Le président de l’INRA, Philippe Mauguin, est justement venu présenter les recherches réalisées par les différents laboratoires de l’institut, dont l’ISVV de Bordeaux. Les scientifiques bordelais participent notamment au projet Laccave qui teste les adaptations possibles et à Vitadapt qui suit 52 cépages plantés à Villenave d’Ornon pour observer leurs réactions au changement climatique.

Un défi relevable

Car comme le rappelle Allan Sichel, président du Conseil interprofessionnel du vin de Bordeaux (CIVB), il y aura une augmentation de deux degrés et il faut s’en inquiéter, « nous devons regarder comment adapter les méthodes, la taille, la gestion du feuillage, les durées de macération, l’assemblage… »  Le merlot étant mûr plus tôt, et le cabernet sauvignon plus tard, c’est peut-être aussi ce rapport qui sera inversé.
Des défis dont se sont déjà emparés les professionnels comme les vignobles Ducourt témoignant lors de ce symposium. Ils testent depuis 6 ans des cépages résistants pour limiter ainsi les traitements.

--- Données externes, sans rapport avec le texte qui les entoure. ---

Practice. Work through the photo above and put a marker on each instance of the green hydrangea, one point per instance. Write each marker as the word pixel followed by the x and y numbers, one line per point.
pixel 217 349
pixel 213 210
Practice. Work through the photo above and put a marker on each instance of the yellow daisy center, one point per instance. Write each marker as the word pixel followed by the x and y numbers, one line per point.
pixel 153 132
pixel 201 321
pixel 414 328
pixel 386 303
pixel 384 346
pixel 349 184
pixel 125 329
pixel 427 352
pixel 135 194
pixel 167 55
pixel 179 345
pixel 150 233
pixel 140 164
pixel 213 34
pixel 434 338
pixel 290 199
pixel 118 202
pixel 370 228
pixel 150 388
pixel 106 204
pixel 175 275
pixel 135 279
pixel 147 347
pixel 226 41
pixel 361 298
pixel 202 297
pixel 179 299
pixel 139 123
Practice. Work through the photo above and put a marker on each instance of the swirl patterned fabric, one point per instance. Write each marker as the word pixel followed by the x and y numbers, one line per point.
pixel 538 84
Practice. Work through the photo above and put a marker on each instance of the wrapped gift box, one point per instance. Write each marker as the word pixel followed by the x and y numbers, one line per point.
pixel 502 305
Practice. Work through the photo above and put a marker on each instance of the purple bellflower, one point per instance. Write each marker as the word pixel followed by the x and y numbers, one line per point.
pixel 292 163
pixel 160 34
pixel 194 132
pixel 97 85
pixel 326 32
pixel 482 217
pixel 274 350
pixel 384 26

Le géographe Jean-Robert Pitte se veut optimiste en appuyant sur la capacité de résilience : « L’homme a les moyens de s’adapter avec un certain nombre de pratiques vertueuses et la vigne est une plante incroyablement adaptable, comme toute la vie sur la Terre ». Catherine Le Page, directrice du Bureau national interprofessionnel du cognac, dont les vignobles ont subi à nouveau le gel début mai, explique que depuis 2016, « nous avons lancé une certification environnementale, qui intègre les spécificités du cognac ». Et de conclure avec cette citation de  René Char : « L’homme est capable de faire ce qu’il est incapable d’imaginer ».